Чтобы душа более не уходила в пятки, я тренировал ноги, бегая на пару с Колей Буриковым до белой часовни по крутой Караульной сопке. Колина душа, хорошо тренированная зимой и летом — где на лыжах, где в обширных озерах среди крутых гор, вздувалась на Колиной спине, отчего можно было подумать, что это раздувается футболка. Но каждый раз, ткнув пальцем в Колин горб, убеждался в твердости его. Идет, примерно, Николай по улице твердым шагом, и спина у него совершенно ровная. Стоит ему увидеть тетушку Наилю и бежать сломя голову, как под курточкой раздувается футбольный мяч, и с треском расходятся швы. А вот у меня, по Колиным словам, душа такая большая и цветная, что тянется за мной и колышется на ветру подобно аэродромному уловителю ветра. Тяжело, очень тяжело жить с такой душой. Каждый так и норовит оторвать кусочек цветной души.

 

СУКИНЫ ДЕТИ

В нашем дворе всегда густо росла конопля. По осени конопля осыпается, выделяет пахучую смолку, от которой кружится голова и приходят всякие странные мысли. В густых зарослях Пальма вскармливает свору пузатых щенков, столь разномастных и разных, что нет и двух похожих. Сукины дети — следствие любви окрестных псов, что ранней весной встают в очередь к дворовой подруге, истекающей соком. По идее, каждый пес мог взять бы за загривок своего щенка и нести домой как прибавление. Но у всех современных кобелей одна радость — сунул, сплюнул, и хоть трава не расти. Разномастных щенят понемногу разбирает окрестная детвора, такая же безотцовщина, как и сукины дети.

Вот один из них, ослепительно белый, как саксонский фарфор, играет с щенком, сидя на огромном чурбане. Мальчик не просто прозрачен под солнцем, как фаянс, но так же и хрупок, и тронуть его нельзя, тотчас рассыпится. Ничейный мальчик, спустившись с Покровки, играет весь день среди густой конопли и, утомившись, засыпает, кинув белую головку на черный смоляной чурбан. Мальчик лежит на траве, подобно фарфоровому пастушку из немецкой коллекции, и крепко сжимает в слабых ручках толстого щенка, тонко скулящего с просьбой о свободе.

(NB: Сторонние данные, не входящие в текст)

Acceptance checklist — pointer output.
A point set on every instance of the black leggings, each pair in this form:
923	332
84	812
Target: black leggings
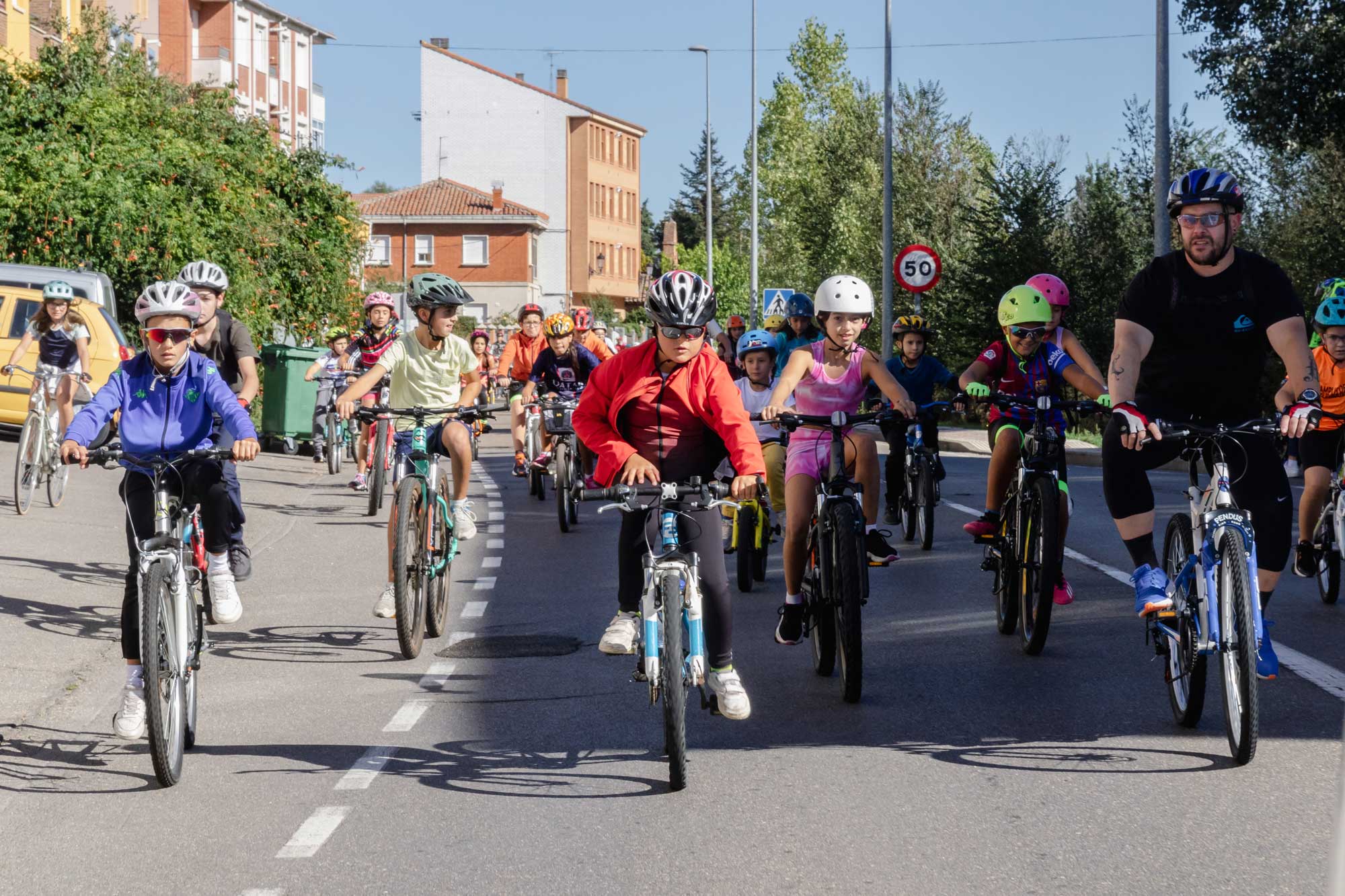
1257	478
700	532
202	482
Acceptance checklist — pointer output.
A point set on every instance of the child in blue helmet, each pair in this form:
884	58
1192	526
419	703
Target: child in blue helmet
801	329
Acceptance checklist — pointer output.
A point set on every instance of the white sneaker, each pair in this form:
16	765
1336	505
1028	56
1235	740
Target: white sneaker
130	721
621	634
728	688
224	599
387	604
465	521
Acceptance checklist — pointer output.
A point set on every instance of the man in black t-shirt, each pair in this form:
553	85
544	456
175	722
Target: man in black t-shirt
1192	337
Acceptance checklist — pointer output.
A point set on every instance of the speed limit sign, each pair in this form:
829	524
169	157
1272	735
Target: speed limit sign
918	268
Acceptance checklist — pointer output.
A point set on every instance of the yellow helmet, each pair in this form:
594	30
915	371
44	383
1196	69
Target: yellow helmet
559	325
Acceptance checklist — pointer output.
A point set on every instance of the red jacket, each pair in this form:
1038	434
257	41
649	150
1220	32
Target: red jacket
703	382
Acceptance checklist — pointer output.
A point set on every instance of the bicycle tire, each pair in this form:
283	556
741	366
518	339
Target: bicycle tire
670	678
1328	560
438	587
1239	663
408	595
1187	667
746	546
563	485
1039	563
852	569
163	688
28	473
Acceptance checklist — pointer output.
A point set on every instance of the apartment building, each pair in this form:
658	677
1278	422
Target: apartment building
479	239
266	53
579	166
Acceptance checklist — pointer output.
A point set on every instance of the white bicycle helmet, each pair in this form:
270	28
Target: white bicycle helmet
844	295
204	274
169	298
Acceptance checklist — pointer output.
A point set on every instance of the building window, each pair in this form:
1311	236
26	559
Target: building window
380	251
477	252
424	249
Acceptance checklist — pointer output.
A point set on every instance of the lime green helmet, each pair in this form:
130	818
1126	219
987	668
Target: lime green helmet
1024	304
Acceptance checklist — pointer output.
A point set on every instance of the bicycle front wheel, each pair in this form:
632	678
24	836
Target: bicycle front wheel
28	463
165	698
408	594
1238	653
672	663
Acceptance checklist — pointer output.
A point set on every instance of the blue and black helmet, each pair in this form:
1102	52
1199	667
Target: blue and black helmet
800	306
757	339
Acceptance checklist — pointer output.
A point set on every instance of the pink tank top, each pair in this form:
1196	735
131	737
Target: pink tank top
818	393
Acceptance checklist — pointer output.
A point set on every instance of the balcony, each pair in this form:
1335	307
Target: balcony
213	71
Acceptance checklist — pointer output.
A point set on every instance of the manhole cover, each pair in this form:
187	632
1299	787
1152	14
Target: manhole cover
512	646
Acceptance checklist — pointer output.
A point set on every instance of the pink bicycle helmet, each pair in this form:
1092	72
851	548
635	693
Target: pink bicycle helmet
1052	287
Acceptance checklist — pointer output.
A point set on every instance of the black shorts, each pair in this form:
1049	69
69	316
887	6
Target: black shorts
1320	448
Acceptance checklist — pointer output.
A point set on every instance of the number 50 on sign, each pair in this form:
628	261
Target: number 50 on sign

Пальма тихо подходит, долго глядит на странного гостя. И, наконец, осторожно взяв за загривок щенка, несет вглубь густой конопли на вытоптанную площадку, куда тотчас сбегаются прочие сукины дети и принимаются грызть пустые сосцы, в то время как мать грызет пустую кость.

Пустых костей много в глубоких овражках на крутых красных склонах, по которым вьются тропинки, ведущие в Верхнюю Покровку. Иные пьяные дома, храбро вывалившись из толпы черных изб, презрительно смотрят сверху вниз на улицу Брянскую, уже полностью утонувшую в красной глине. Иные дома погрузились в красную землю по самую крышу, и только высокие валы ограждают их от окончательного затопления. Дома-утопленники взывают к прохожим беззубыми слепыми окнами. Иной пьяный прохожий сваливался в траншею и, плохо понимая, где он находится, стучал в окна с просьбой о помощи: «Жена, открывай, хозяин пришел!»

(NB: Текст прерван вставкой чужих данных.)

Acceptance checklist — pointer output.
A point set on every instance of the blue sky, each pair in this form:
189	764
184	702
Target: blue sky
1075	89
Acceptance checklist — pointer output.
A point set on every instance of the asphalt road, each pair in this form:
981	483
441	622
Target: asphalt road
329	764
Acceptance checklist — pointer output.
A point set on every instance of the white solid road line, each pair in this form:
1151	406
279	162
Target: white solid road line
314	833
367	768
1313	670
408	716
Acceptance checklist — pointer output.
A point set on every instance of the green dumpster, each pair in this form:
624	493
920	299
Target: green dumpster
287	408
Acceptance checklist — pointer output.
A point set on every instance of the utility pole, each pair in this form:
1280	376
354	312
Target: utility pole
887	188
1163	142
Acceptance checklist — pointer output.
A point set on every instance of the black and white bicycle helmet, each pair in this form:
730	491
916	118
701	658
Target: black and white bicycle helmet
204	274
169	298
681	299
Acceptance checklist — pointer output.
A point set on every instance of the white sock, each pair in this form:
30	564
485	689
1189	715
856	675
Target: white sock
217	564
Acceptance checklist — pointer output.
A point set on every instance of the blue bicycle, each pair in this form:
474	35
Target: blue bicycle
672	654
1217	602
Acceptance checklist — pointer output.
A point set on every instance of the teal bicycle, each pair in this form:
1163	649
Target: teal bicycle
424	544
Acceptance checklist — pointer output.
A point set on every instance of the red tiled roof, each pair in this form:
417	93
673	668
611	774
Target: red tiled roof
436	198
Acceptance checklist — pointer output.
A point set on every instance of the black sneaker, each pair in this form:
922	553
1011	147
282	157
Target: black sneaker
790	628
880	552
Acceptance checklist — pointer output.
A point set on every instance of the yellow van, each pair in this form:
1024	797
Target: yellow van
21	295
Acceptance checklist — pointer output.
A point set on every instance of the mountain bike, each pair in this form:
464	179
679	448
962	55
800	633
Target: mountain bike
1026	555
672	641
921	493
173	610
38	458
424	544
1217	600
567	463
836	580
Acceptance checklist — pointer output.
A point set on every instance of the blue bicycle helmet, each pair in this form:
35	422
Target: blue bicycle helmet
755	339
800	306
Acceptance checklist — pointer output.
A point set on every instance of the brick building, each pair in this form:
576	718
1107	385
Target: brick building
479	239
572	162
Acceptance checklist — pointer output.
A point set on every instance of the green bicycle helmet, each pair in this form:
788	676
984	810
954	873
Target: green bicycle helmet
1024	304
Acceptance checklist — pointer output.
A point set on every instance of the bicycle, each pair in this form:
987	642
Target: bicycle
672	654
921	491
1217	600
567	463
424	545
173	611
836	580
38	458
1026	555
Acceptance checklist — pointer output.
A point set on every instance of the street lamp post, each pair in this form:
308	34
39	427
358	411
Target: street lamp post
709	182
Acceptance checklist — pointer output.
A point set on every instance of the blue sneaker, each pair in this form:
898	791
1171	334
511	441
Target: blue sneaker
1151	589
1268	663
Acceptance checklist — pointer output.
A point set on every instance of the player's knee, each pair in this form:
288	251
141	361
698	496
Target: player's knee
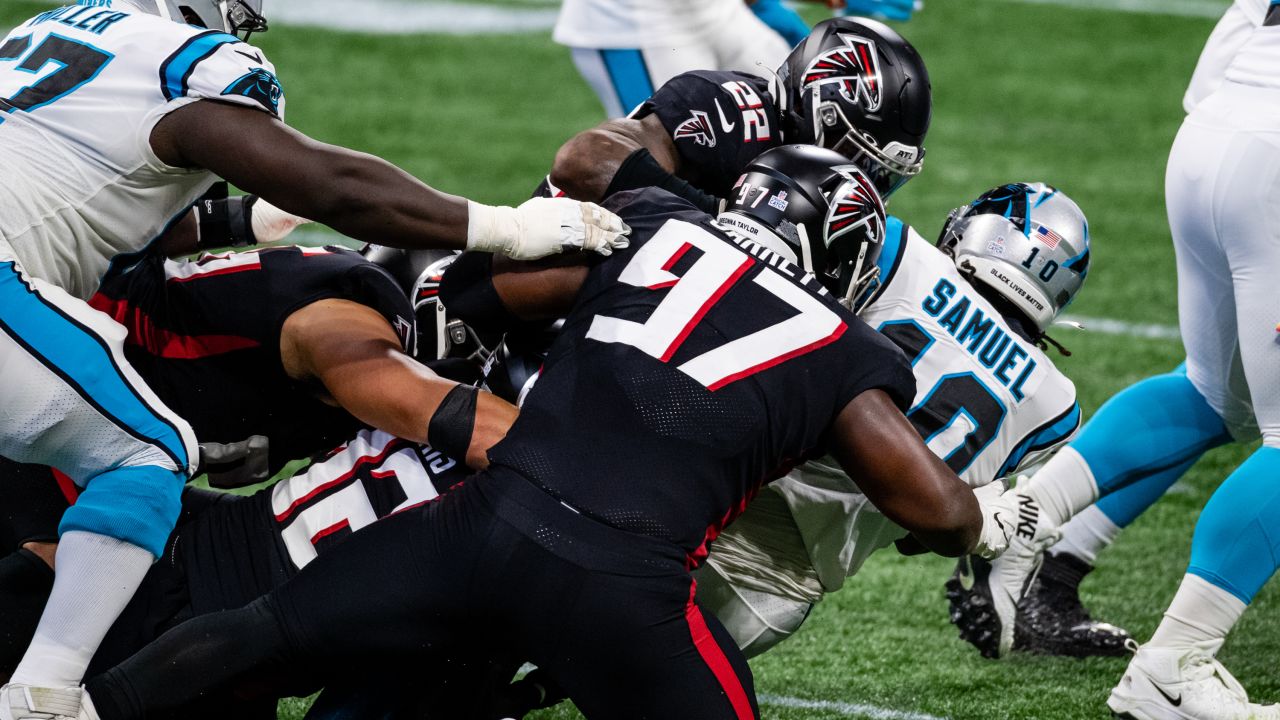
138	505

Вот в таких провалах и находила Пальма вкусные куски обглоданных косточек, которые ленивый хозяин выбрасывал прямо в форточку. Иной раз Пальма — о, ужас! — приносила человеческие кости. А как-то отрыла целый череп, и студенты художественного училища, тщательно отмыв и очистив его, поставили в углу как учебное пособие.

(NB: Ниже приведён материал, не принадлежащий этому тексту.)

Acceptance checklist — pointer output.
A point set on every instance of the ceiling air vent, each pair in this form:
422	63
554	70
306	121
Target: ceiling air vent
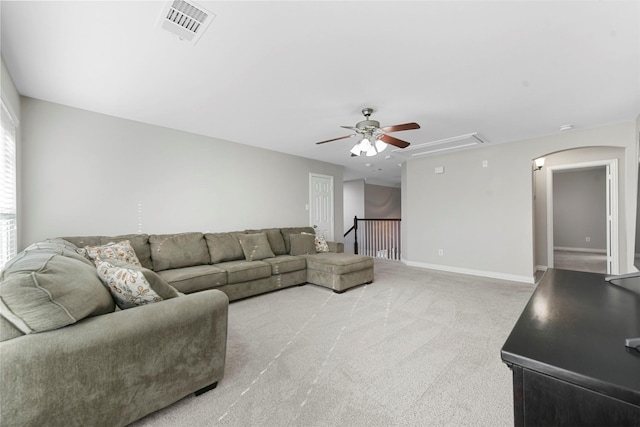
185	19
456	142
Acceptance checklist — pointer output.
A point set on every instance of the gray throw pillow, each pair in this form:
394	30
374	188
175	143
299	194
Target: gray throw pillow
47	291
302	244
255	246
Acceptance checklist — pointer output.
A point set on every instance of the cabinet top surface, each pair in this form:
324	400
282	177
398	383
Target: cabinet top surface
574	327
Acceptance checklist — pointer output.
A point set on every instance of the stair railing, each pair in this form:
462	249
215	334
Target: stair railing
377	237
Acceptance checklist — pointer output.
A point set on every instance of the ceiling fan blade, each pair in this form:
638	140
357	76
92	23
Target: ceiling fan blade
335	139
394	141
397	128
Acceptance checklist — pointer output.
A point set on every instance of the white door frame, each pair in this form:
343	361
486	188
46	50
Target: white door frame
613	258
312	201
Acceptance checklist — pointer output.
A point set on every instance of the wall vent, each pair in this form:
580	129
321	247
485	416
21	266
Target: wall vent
455	142
185	19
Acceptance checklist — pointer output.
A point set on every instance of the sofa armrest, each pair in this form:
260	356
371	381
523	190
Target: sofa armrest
336	247
115	368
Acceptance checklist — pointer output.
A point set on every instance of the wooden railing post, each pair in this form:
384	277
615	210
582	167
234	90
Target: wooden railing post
355	234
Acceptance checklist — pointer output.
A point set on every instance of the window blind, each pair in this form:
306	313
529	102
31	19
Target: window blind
8	225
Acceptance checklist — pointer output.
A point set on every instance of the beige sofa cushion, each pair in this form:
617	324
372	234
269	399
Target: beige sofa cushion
47	291
255	246
287	231
224	247
276	241
302	244
245	271
178	250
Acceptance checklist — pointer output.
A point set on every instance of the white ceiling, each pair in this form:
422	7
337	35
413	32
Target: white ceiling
284	75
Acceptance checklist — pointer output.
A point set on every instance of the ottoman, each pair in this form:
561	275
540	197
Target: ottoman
339	271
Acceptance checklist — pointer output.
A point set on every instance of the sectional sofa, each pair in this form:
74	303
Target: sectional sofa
73	353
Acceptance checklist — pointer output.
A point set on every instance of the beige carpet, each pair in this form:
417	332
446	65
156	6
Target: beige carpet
416	347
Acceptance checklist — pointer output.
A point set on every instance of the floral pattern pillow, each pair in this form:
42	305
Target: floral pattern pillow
121	251
320	242
128	286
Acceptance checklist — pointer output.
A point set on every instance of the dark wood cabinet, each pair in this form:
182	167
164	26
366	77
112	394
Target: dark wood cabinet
570	365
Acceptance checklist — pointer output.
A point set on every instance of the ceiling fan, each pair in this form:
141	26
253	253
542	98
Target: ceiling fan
374	139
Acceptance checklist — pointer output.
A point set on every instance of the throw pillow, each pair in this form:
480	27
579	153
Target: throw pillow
255	246
132	285
302	244
121	251
320	242
45	291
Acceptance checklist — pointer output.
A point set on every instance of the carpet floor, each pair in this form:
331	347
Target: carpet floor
415	347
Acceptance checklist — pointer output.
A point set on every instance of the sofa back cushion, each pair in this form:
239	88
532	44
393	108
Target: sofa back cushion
276	241
170	251
139	243
255	246
302	244
43	291
224	247
287	231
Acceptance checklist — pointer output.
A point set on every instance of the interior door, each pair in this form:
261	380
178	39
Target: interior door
321	204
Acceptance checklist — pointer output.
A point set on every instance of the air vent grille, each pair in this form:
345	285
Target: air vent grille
453	143
185	19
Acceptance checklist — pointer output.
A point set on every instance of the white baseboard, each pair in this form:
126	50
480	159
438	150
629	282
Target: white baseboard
587	250
481	273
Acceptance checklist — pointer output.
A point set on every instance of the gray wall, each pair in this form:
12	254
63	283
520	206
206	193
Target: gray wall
354	202
482	218
381	201
579	209
85	173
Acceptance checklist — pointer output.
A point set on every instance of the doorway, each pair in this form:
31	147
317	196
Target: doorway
321	204
574	237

Увидев череп, тетушка Наиля подняла скандал и едва не вытурила студентов. Но будущие художники быстро сообразили и внесли квартплату за месяц вперед. Впрочем, у студентов денег никогда не было, и деньги на обустройство бабушкиной могилы внес Николай, который равно кормил как сокамерников, так и Пальму с ее выводком.

Пальма рожала, как породистая свиноматка, дважды в год. И каждый раз перед родами залезала в глубокое подполье над моим домом. Какими сокровищами была набита ее берлога — не дано знать никому, поскольку дыра была столь узкая, что даже Пальма, с трудом забравшись для родов, уже не могла вылезти. Из узкой дыры торчала ее хитрая морда с глазами, полными слез. И все, у кого сохранилась жалость к несчастному животному, кидали ей что-нибудь вкусное со своего стола — ватрушку или пряник, оставшиеся от обеда. Впрочем, ватрушку — сильно сказано, поскольку пока я нес ее рожающей Пальме, студенты успевали перехватить, и дворовой суке доставались одни сухари.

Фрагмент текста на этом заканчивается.